Don't mess with Texas. Unless you're the cops, in which case you can seize millions of dollars from Lone Star State residents who aren't even charged with crimes.

The District Attorney's office in Texas' Tarrant County seized $3.5 million along with 246 cars and 440 computers in fiscal year 2013, according to an investigation by the Fort Worth Star-Telegram. Of this, $843,636 went to salaries for the office's 16 employees. The county's narcotics unit also seized $666,427 in cash, with $426,058 going to salaries.

Such forfeitures can happen before Texans are convicted, or even before they're charged.

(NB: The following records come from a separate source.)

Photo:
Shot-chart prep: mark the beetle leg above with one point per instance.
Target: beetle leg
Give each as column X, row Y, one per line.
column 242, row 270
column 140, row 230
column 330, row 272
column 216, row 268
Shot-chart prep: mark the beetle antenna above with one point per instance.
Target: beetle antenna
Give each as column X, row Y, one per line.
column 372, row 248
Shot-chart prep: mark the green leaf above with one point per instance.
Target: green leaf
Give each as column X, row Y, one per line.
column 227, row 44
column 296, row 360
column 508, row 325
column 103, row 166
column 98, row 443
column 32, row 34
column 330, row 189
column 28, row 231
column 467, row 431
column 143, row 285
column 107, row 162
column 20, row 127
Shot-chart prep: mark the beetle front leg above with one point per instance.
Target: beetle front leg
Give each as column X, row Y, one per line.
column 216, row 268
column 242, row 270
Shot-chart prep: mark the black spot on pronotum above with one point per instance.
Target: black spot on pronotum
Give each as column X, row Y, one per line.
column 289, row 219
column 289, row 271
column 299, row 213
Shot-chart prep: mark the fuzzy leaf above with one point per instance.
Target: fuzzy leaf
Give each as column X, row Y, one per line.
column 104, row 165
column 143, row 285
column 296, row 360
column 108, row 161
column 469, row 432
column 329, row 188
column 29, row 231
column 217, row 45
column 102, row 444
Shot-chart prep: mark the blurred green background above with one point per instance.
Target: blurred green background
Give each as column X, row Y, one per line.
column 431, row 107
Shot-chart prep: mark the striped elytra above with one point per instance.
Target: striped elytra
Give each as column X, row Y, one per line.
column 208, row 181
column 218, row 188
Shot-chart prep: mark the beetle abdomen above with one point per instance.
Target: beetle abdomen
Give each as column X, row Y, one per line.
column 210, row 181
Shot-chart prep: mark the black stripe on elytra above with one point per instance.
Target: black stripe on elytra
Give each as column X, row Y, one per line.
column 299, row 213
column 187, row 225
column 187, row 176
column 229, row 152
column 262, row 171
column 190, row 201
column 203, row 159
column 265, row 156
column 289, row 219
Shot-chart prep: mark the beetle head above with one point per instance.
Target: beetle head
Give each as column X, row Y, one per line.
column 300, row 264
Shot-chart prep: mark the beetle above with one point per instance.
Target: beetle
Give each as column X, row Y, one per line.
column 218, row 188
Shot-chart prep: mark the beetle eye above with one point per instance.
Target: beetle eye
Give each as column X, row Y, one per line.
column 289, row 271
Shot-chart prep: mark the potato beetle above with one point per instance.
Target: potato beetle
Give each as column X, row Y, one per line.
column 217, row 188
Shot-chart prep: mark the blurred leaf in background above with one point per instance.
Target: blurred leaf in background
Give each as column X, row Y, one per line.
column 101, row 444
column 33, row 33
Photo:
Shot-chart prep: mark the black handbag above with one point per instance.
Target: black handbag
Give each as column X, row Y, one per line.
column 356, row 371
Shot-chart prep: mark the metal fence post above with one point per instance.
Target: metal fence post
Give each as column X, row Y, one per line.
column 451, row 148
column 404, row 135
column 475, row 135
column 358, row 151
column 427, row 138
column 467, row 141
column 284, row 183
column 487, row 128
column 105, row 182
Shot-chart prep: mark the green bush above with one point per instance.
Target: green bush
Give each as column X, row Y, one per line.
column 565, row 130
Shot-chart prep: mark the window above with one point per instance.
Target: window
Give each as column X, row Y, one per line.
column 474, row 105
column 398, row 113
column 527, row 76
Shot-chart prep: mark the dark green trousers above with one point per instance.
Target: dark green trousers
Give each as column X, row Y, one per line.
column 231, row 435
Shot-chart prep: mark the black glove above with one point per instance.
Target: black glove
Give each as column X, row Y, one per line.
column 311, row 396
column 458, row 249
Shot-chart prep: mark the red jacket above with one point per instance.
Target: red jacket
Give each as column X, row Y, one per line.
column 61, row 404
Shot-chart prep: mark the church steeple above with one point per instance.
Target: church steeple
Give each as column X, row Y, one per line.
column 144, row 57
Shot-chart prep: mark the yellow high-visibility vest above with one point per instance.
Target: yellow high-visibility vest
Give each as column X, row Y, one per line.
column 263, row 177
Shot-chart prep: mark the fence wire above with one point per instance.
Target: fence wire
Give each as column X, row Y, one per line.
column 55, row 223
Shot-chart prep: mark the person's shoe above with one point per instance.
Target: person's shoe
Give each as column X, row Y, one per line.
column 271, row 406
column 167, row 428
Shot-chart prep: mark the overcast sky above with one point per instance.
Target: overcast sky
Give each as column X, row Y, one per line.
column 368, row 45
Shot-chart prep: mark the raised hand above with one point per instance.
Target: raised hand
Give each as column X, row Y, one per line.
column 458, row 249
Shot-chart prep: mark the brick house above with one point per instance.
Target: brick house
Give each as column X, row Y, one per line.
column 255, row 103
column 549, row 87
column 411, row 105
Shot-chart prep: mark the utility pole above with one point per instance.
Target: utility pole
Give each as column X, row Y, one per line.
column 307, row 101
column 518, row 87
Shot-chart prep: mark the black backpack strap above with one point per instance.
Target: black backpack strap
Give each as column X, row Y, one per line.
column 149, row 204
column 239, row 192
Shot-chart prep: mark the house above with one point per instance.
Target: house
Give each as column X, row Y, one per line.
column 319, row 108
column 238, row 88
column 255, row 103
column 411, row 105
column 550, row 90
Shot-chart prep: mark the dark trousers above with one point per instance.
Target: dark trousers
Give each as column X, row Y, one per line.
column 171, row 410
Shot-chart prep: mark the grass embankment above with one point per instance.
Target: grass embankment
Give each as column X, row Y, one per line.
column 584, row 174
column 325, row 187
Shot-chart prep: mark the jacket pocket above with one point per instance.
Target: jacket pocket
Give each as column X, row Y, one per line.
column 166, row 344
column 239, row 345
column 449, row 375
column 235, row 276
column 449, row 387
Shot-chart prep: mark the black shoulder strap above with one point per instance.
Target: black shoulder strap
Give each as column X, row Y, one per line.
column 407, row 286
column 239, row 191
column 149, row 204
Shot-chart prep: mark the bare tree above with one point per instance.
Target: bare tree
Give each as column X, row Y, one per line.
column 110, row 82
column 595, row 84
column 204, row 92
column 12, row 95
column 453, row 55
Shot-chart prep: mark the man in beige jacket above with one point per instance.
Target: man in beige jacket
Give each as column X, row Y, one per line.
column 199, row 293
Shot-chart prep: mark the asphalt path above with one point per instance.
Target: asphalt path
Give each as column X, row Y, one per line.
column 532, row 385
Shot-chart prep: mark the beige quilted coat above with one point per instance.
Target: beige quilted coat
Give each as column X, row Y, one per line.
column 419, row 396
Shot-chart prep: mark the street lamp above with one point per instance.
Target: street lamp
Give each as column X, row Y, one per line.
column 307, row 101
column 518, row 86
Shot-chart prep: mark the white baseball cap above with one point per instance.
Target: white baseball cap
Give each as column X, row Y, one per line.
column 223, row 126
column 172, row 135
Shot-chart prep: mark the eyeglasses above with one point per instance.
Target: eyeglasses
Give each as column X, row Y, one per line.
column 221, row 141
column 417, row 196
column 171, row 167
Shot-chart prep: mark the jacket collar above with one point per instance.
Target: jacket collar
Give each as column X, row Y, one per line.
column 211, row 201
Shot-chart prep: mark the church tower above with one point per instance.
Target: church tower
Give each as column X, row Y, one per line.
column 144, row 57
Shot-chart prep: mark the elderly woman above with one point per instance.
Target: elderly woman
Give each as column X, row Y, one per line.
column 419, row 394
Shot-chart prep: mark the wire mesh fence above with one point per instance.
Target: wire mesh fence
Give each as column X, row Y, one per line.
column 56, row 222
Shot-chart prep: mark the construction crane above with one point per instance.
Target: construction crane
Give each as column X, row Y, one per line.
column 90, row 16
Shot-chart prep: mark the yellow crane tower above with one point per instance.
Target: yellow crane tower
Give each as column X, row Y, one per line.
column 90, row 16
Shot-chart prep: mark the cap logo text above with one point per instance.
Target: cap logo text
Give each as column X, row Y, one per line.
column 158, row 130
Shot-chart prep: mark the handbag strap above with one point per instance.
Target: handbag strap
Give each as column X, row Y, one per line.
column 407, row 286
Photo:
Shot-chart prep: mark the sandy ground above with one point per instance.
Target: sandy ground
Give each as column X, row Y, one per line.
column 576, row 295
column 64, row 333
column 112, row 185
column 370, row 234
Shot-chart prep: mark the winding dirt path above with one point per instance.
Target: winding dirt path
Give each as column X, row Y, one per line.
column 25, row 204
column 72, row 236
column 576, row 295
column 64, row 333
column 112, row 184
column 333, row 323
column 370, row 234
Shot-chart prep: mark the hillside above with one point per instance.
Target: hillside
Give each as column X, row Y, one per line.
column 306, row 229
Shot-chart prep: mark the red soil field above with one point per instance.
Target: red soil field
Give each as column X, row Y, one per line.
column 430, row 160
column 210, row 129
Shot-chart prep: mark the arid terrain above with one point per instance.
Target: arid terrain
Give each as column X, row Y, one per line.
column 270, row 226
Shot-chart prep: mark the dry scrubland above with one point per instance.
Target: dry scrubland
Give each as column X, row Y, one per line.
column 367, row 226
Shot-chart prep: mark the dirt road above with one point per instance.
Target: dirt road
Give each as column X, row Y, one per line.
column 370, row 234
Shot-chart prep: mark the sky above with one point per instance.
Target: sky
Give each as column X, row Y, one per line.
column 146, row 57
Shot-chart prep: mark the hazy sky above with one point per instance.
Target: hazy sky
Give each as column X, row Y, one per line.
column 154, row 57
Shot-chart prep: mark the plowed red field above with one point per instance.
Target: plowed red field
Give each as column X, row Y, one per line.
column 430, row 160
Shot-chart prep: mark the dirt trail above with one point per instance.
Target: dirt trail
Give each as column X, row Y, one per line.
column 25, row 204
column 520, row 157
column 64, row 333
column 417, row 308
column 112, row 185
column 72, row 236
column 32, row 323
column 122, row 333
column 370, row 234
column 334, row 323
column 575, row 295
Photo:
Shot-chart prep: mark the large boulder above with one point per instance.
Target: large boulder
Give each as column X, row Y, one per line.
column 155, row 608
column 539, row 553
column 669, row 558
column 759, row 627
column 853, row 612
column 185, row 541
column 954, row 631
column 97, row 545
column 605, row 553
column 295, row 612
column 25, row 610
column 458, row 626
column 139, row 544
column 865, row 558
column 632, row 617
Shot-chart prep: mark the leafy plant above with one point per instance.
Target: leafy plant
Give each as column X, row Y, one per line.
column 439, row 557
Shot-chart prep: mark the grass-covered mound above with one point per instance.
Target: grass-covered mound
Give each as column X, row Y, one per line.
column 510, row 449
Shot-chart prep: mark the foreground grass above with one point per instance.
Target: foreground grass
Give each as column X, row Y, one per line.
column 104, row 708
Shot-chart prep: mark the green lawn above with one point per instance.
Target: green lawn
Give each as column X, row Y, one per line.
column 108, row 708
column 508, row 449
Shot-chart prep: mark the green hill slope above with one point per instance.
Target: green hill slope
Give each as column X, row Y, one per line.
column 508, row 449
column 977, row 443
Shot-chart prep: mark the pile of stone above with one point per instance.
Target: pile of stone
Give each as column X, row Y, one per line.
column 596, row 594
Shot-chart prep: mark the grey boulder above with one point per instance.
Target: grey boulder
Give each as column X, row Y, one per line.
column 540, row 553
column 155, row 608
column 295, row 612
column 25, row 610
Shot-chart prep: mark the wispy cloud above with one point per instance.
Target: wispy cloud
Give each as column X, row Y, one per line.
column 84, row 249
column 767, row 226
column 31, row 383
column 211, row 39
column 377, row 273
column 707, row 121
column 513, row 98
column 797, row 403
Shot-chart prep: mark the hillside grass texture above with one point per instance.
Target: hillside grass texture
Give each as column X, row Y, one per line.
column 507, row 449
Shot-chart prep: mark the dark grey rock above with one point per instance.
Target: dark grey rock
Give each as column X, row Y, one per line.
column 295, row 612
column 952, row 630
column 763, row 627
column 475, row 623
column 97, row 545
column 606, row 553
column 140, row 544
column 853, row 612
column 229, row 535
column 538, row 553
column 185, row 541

Participants in a low-level drug ring at Texas Christian University — students who were selling pills and marijuana — had their cash, cars, cell phones and laptops seized by police before formal charges were filed. Police took more than $300,000 worth of cash and property; none of the students received anything worse than probation when the actual convictions came down.

That's not all. Last year, an investigation in the New Yorker reported on "cash-for-freedom" deals in Tenaha, Texas. One couple was pulled over for driving in the left lane without passing anyone, accused of transporting marijuana, then told by the district attorney they could give up their cash to the city of Tenaha or face charges of money laundering and child endangerment.

Not just Texas: Asset forfeiture is standard practice around the country, though most cases aren't as extreme as the ones mentioned above. Cops in Tulsa, Okla., for instance, have an Escalade with "THIS USED TO BE A DRUG DEALER'S CAR, NOW IT'S OURS!" displayed on the side.

Image Credit: Institute for Justice

Standards for forfeiture aren't the same in every state. Texas and 19 other states require a "preponderance of the evidence" to seize property, while 10 states only require "probable cause," according to the Institute for Justice.

Making things fairer: Advocacy organizations are pushing states like Texas to reform their forfeiture laws. The Institute for Justice calls for seized funds to be placed in a general fund or go toward a specific charity cause. (Currently, Texas law enforcement can keep up to 90% of seized funds.)

States can also follow the example of Minnesota, which passed a law last month requiring a criminal conviction before money and property can be seized. If the cops are going to take your cash, car and phone for criminal activity, they'd better make sure you're actually a criminal first.